Adding with stupid unwritten rules, some penalty and unlogic simple things they say. How they work, how they think, how can they can't adapting with this country. Everything they do just kinda annoy me.
Three of colleagues leaving before me, and the boss trying to persuade me. It just makes me laugh bigger, because he is not clever enough to hide his dark side and bad motive behind his sudden kindness. So I have deep thought and battling to my own self. I decided to leave and finish in the right time.
My boss is the type of person who will give you expired gift, and talking to Japanese that they are stupid but he cannot fired them at all. Above them all, he is also st*pid for years cannot speak ind and eng. So, who's stupid huh...

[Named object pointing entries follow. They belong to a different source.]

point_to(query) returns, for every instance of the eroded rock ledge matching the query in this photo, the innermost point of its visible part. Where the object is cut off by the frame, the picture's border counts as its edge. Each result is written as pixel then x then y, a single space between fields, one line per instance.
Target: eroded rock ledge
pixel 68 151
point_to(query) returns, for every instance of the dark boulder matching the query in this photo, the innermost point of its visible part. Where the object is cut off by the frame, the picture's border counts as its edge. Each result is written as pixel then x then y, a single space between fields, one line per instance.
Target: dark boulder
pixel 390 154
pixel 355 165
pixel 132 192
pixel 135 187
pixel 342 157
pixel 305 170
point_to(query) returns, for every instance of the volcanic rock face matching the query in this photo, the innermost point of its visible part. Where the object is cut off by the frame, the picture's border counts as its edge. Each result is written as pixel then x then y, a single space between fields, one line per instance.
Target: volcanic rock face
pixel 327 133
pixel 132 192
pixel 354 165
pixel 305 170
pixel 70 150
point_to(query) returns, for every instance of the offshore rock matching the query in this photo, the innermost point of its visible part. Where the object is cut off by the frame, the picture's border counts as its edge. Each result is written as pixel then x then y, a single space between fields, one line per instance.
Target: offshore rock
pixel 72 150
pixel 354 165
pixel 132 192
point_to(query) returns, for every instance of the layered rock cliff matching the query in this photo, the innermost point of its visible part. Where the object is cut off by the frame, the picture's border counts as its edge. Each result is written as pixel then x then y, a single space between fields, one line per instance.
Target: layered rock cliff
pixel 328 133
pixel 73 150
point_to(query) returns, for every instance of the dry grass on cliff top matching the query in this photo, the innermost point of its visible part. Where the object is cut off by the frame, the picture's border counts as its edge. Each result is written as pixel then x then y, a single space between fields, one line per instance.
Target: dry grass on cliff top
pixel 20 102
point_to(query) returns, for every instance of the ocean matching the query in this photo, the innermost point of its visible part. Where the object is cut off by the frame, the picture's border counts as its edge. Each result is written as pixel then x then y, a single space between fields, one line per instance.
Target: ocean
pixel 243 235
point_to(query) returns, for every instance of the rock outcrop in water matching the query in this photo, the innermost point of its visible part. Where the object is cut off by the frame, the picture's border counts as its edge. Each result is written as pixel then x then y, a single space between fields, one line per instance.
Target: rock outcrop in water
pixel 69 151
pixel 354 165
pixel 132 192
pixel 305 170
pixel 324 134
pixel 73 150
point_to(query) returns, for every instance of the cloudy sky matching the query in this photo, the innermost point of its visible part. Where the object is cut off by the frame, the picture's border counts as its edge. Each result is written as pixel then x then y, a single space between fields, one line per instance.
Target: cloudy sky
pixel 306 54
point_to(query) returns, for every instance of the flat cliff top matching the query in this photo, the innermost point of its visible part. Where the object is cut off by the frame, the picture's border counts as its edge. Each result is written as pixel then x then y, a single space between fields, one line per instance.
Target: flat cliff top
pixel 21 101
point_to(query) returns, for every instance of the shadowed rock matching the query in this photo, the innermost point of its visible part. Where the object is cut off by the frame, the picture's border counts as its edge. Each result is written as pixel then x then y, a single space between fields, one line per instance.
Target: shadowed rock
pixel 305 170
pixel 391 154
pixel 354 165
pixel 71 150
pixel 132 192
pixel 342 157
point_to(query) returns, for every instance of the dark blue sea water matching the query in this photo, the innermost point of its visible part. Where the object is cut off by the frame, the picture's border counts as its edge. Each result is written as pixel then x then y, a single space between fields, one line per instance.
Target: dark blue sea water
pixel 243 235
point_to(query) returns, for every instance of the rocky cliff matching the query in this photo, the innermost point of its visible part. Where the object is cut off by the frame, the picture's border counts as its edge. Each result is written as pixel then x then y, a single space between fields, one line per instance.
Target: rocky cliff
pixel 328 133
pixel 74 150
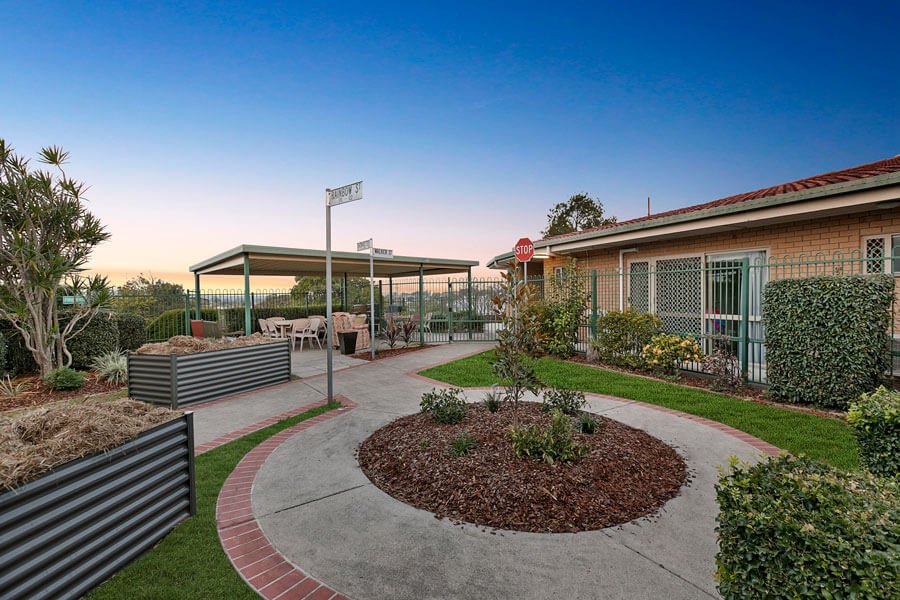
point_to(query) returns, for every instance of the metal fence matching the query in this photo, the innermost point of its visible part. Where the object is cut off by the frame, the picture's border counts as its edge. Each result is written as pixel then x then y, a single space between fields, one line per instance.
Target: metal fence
pixel 711 298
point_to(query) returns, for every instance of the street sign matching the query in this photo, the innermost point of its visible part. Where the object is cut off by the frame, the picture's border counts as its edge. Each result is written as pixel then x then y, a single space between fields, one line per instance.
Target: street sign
pixel 524 250
pixel 344 194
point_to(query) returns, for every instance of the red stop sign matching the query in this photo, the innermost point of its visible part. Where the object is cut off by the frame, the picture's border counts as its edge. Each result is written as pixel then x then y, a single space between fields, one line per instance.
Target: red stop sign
pixel 524 250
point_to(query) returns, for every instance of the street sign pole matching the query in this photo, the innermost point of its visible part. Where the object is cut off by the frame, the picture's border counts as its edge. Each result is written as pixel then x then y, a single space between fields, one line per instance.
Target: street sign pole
pixel 329 352
pixel 333 197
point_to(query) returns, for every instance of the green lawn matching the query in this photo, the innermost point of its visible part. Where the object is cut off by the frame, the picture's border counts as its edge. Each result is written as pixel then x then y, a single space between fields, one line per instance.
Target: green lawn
pixel 821 438
pixel 190 562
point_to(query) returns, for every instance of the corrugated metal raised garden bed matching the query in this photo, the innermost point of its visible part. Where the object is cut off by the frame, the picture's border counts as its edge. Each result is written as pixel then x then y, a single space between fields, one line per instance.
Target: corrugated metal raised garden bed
pixel 182 379
pixel 67 530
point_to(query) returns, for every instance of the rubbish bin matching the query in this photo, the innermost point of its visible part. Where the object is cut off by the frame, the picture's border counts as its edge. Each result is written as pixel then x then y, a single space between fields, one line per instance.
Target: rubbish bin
pixel 347 340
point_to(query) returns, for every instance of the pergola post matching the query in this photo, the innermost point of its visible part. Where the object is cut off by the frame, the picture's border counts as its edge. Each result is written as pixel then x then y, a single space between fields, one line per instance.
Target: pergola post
pixel 469 319
pixel 248 324
pixel 421 306
pixel 197 293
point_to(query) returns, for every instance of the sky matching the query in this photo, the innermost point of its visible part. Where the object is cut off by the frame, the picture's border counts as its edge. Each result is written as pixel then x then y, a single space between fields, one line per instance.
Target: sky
pixel 202 126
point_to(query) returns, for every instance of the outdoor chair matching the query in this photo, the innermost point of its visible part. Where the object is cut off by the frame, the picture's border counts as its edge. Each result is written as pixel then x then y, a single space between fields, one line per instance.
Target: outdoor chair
pixel 304 329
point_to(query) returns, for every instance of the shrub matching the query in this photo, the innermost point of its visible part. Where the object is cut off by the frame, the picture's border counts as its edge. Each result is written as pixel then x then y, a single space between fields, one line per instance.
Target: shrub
pixel 461 444
pixel 98 337
pixel 723 365
pixel 554 443
pixel 587 424
pixel 875 419
pixel 665 351
pixel 570 402
pixel 64 378
pixel 112 366
pixel 827 337
pixel 622 335
pixel 445 405
pixel 798 528
pixel 563 311
pixel 493 401
pixel 132 330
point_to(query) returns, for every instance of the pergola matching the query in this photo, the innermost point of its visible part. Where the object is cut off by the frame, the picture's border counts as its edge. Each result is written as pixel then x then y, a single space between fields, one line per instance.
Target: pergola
pixel 250 260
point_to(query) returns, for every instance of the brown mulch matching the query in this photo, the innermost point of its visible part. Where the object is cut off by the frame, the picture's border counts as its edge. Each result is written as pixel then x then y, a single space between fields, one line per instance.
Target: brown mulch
pixel 35 441
pixel 750 393
pixel 36 392
pixel 185 344
pixel 388 352
pixel 627 473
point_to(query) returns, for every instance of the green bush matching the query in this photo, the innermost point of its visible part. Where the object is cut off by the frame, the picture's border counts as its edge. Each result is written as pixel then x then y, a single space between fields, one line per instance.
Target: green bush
pixel 827 337
pixel 665 352
pixel 796 528
pixel 569 402
pixel 622 335
pixel 554 443
pixel 112 366
pixel 587 424
pixel 461 444
pixel 875 419
pixel 131 329
pixel 64 378
pixel 444 405
pixel 98 337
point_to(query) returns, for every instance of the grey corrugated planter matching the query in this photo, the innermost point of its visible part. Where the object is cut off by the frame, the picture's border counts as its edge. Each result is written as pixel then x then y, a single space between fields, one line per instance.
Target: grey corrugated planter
pixel 73 527
pixel 179 380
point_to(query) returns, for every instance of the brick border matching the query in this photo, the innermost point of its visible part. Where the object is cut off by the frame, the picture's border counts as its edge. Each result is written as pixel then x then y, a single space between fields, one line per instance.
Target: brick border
pixel 259 563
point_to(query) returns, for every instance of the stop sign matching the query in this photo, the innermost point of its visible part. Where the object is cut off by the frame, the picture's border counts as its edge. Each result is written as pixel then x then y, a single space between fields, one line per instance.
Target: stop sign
pixel 524 250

Well, now I am finish with them after struggling and persuade them to let go of me. I come back to my previous life, try to not minding my sister complain's about her life and about my life that she hates about me (maybe). I can describe her mood as roller coaster. She is just unpredictable!
Last week, I begin to cook my soaps, come back to create recipe for new handcrafted - handmade soap!
I know I should learn more about this soap world. But I just cannot get enough, because every bar of soaps is different. When creating them sometimes they annoy me with their behave but sometimes they bring me joy by having a good texture and nice good looking product!
So, what do you think? Some friends said my soap looks like a cake. Sometimes it smell like vanilla or chocolate. But for me, I personally choose unscented soap with luxurious additives that good for sensitives skins. But overall, I love them all. Love them as much as I love JUMP.
Btw I just start to use spotify app again. Up till now I just playing S**nee songs, just because recently they have a lot of works and news. I feel like my feeling for them comeback piece by piece.